Defensoría rechaza amenazas contra el registrador nacional realizadas desde cuentas anónimas
La entidad hizo un llamado a la Fiscalía y a las compañías tecnológicas a intervenir.
Noticias RCN
03:46 p. m.
Habiendo pasado casi 50 días de las elecciones presidenciales, en las que Abelardo de la Espriella logró superar en votos a Iván Cepeda, la Defensoría del Pueblo rechazó los mensajes intimidatorios de cuentas anónimas que, en redes sociales, promueven acciones violentas contra el registrador nacional, Hernán Penagos, otros servidores de la Registraduría y sus instalaciones físicas.
La entidad insiste en que “la Registraduría Nacional del Estado Civil cumple funciones esenciales para garantizar los derechos políticos, a través de procedimientos sujetos a controles, verificaciones, auditorías y observación, por lo que la protección de quienes ejercen estas funciones es indispensable para el desarrollo libre del proceso electoral y el fortalecimiento de la democracia”.
Cuestionamientos sí, pero los discursos de odio y la promoción de actos violentos no:
Desde la Defensoría recordaron que, si bien “las observaciones y los cuestionamientos sobre los procesos y resultados electorales son legítimos en una democracia, pero deben tramitarse de manera pacífica y mediante los mecanismos institucionales previstos para ello”.

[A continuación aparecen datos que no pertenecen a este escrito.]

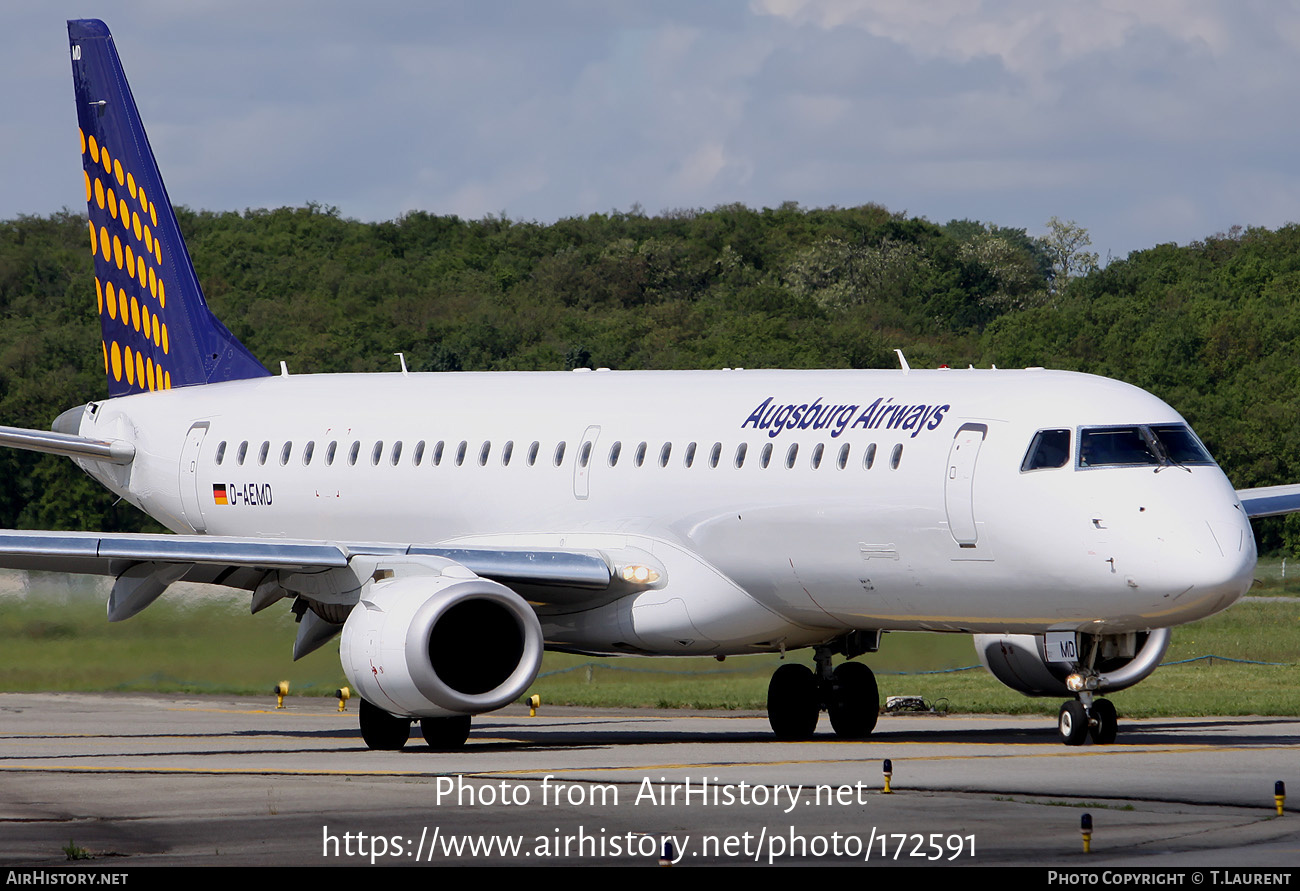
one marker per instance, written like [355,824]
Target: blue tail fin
[157,329]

El hostigamiento y las amenazas realizadas en redes sociales y plataformas digitales contra los funcionarios de la Registraduría debilitan la democracia y el debate; lo que, tristemente, ha ido normalizándose, según la entidad.
Un llamado que involucra a los usuarios, pero también a las entidades y compañías tecnológicas:
En respuesta a la ola de violencia registrada en redes contra el registrador y otros funcionarios desde las elecciones de segunda vuelta, el pasado 21 de junio, la Registraduría hizo un llamado enfático a los ciudadanos y actores políticos a rechazar y denunciar cualquier acto de intimidación.
Además, solicitó a la Fiscalía “adelantar las actuaciones que correspondan frente a las amenazas y expresiones que, por no estar amparadas por la libertad de expresión, puedan constituir delitos”, preservando la evidencia, a las compañías tecnológicas a reforzar su control sobre algunos contenidos y a la Unidad Nacional de Protección a evaluar y garantizar la seguridad de los funcionarios de la Registraduría.